Best-case scenario is that all four of them step up and give Ron Rivera and his staff a major dilemma in who to name as the returner on special teams. Another optimal situation has them changing out throughout the game. The worst case is someone being released, although if that happens, it may very well be Edwards.
Other Notable Camp Battles
Jimmy Clausen vs. Colby Cameron
The end may be near for Jimmy Clausen. The Panthers signed Colby Cameron as an undrafted free agent, and he will challenge Clausen for the third-quarterback spot on the roster. This could be considered a ho-hum battle, as the “winner” will be spending much of the regular season on the inactive roster.
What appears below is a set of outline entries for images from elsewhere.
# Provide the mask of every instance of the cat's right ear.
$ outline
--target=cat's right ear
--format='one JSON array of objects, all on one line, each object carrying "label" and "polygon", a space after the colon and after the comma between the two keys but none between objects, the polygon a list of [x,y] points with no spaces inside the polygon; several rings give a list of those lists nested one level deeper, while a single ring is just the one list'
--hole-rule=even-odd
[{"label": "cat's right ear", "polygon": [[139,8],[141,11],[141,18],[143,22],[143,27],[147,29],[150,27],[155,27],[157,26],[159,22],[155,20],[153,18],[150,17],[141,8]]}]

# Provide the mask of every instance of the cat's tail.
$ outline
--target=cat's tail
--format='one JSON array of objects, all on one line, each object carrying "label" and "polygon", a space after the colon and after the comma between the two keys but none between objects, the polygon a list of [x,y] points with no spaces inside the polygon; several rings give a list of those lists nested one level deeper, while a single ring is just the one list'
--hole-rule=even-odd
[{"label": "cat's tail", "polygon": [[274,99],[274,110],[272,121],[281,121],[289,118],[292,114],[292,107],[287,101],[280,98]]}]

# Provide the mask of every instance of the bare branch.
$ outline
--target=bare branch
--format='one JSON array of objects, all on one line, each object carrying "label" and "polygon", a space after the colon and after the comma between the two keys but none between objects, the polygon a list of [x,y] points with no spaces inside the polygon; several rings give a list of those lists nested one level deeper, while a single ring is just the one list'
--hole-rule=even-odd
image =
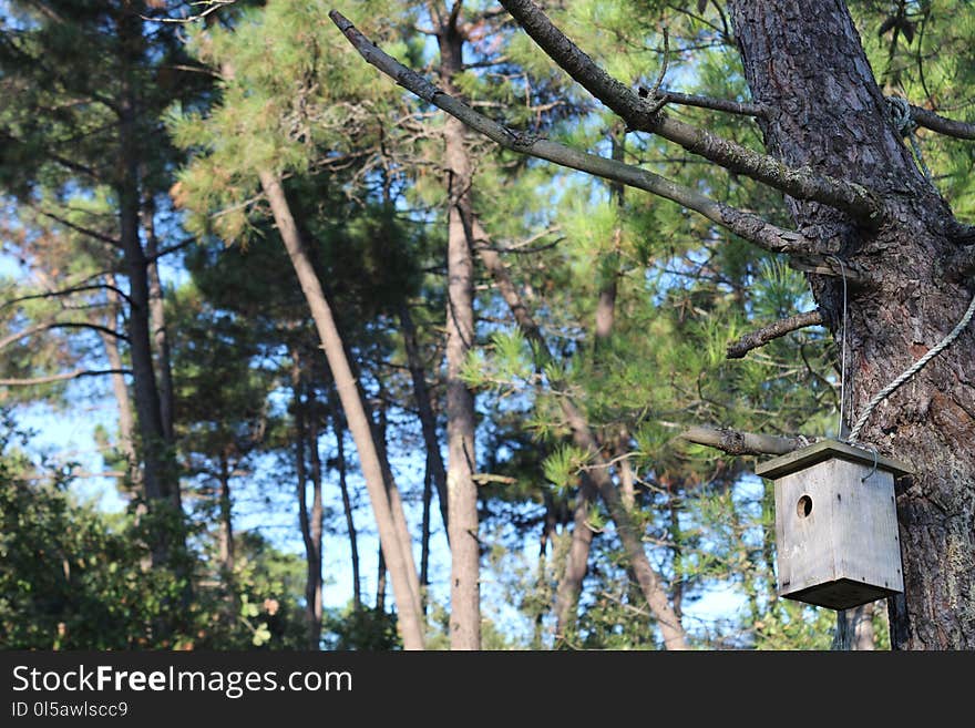
[{"label": "bare branch", "polygon": [[780,228],[758,215],[716,202],[690,187],[685,187],[646,170],[507,129],[444,93],[427,79],[384,53],[338,11],[332,10],[329,17],[367,62],[392,78],[404,89],[461,120],[474,131],[507,150],[619,182],[670,199],[700,213],[714,223],[766,250],[801,253],[809,250],[810,246],[815,243],[800,233]]},{"label": "bare branch", "polygon": [[818,310],[805,311],[804,314],[797,314],[796,316],[783,318],[731,341],[728,345],[728,353],[726,356],[728,359],[741,359],[752,349],[763,347],[772,339],[778,339],[787,334],[805,328],[807,326],[818,326],[822,322],[822,314]]},{"label": "bare branch", "polygon": [[68,381],[81,377],[102,377],[105,375],[131,375],[130,369],[75,369],[50,377],[34,377],[33,379],[0,379],[0,387],[34,387],[37,384],[51,384],[55,381]]},{"label": "bare branch", "polygon": [[71,294],[81,294],[85,290],[111,290],[127,300],[130,304],[132,303],[132,299],[129,298],[129,294],[126,294],[121,288],[110,286],[109,284],[89,284],[86,286],[72,286],[71,288],[62,288],[61,290],[49,290],[43,294],[18,296],[17,298],[11,298],[10,300],[0,304],[0,310],[7,308],[8,306],[13,306],[14,304],[20,304],[25,300],[37,300],[39,298],[58,298],[61,296],[70,296]]},{"label": "bare branch", "polygon": [[117,240],[114,237],[111,237],[110,235],[105,235],[104,233],[99,233],[98,230],[93,230],[90,227],[84,227],[84,226],[79,225],[76,223],[72,223],[71,221],[65,219],[65,218],[61,217],[60,215],[55,215],[54,213],[51,213],[47,209],[41,209],[40,207],[34,207],[33,205],[31,205],[31,207],[37,209],[38,214],[43,215],[44,217],[48,217],[48,218],[54,221],[55,223],[60,223],[64,227],[71,228],[75,233],[81,233],[82,235],[88,235],[89,237],[93,237],[96,240],[101,240],[102,243],[107,243],[109,245],[116,247],[116,248],[122,245],[122,243],[120,240]]},{"label": "bare branch", "polygon": [[818,174],[809,167],[794,170],[772,156],[670,119],[666,114],[656,113],[653,103],[606,73],[555,28],[532,0],[500,1],[552,60],[613,110],[632,130],[659,134],[688,152],[780,189],[797,199],[811,199],[835,207],[862,225],[876,227],[880,224],[883,205],[866,187]]},{"label": "bare branch", "polygon": [[726,114],[738,114],[739,116],[763,117],[768,111],[761,104],[749,103],[746,101],[731,101],[730,99],[700,96],[690,93],[679,93],[677,91],[660,91],[657,96],[666,99],[667,103],[670,104],[710,109],[711,111],[721,111]]},{"label": "bare branch", "polygon": [[725,428],[687,428],[680,437],[688,442],[716,448],[729,455],[784,455],[809,444],[805,438],[739,432]]},{"label": "bare branch", "polygon": [[47,321],[44,324],[38,324],[37,326],[29,326],[21,331],[17,331],[16,334],[3,337],[2,339],[0,339],[0,349],[6,349],[14,341],[20,341],[20,339],[33,336],[34,334],[40,334],[41,331],[50,331],[52,329],[91,329],[93,331],[99,331],[100,334],[115,337],[116,339],[122,339],[123,341],[129,340],[129,337],[124,334],[120,334],[115,329],[110,329],[109,327],[101,326],[100,324],[90,324],[88,321]]},{"label": "bare branch", "polygon": [[975,124],[955,121],[954,119],[945,119],[933,111],[922,109],[921,106],[910,105],[911,119],[918,126],[930,129],[945,136],[954,136],[955,139],[975,140]]}]

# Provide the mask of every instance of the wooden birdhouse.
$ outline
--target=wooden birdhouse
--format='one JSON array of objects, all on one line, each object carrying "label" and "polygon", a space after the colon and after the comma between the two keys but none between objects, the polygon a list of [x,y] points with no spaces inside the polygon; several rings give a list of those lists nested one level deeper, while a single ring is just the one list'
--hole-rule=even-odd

Geoff Hangartner vs. Amini Silatolu vs. Edmund Kugbila
The Panthers need solid linemen in the trenches, which is why they drafted the massive-rookie Kugbila out of Valdosta State. Carolina wants to win the war in the trenches, and Kugbila has the size that fits perfectly in general manager Dave Gettleman’s philosophy.
Hangartner and Silatolu both started last year, but either one could be unseated by Kugbila if he has a good camp. However, Kugbila needs to stay healthy and get on the field in order for that to happen. He took some “mental reps” per the advice of Ryan Kalil during OTAs. However, he will need to prove himself when given the chance.
Silatolu has a lot of promise, and while he looked overmatched a few times during his rookie year, he can be a long-term fixture on the offensive line. Hangartner should be able to resume his role as a starting guard, but if he is outplayed by both of these young linemen, he could be backing them up.